# Broke back



## Shipwreck (Jan 26, 2006)

Wife rented Brokeback Mountain. Told her - WAY not interested in seeing it.

Now, she's done and keeps coming in to tell me what a good movie it was.

SNL wasn't that great tonight, but I think anything is better than watching that movie


----------



## 96 Brigadier (Feb 17, 2006)

I'd rather watch Oprah than that crap.


----------



## Guest (May 7, 2006)

96 Brigadier said:


> I'd rather watch Oprah than that crap.


:watching:


----------



## Shipwreck (Jan 26, 2006)

96 Brigadier said:


> I'd rather watch Oprah than that crap.


Yes, I agree. I told her that even if she promised me another new gun if I sat and watched it w/ her, I would have serious reservations


----------



## Guest (May 8, 2006)

Woman love that movie a lot. I myself am hoping that this upcoming Sopranos episode tonight won't show Vito and that fireman making out again.

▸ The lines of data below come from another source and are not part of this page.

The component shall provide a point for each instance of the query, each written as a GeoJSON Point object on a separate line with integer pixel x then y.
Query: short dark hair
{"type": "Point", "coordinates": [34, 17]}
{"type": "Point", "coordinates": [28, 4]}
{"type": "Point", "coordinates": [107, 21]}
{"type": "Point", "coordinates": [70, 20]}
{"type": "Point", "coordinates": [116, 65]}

That made me sick seeing that last week. :x


----------



## Waffen (Feb 8, 2006)

No interest in that movie from anyone in the family... Out here in Colorado it came and went with a wimper..


W


----------



## Shipwreck (Jan 26, 2006)

Well, my wife liked it - but, I'll continue to pass on it :?


----------



## Guest (May 10, 2006)

I think it should be called BrokeAssed Mountain. :lol:


----------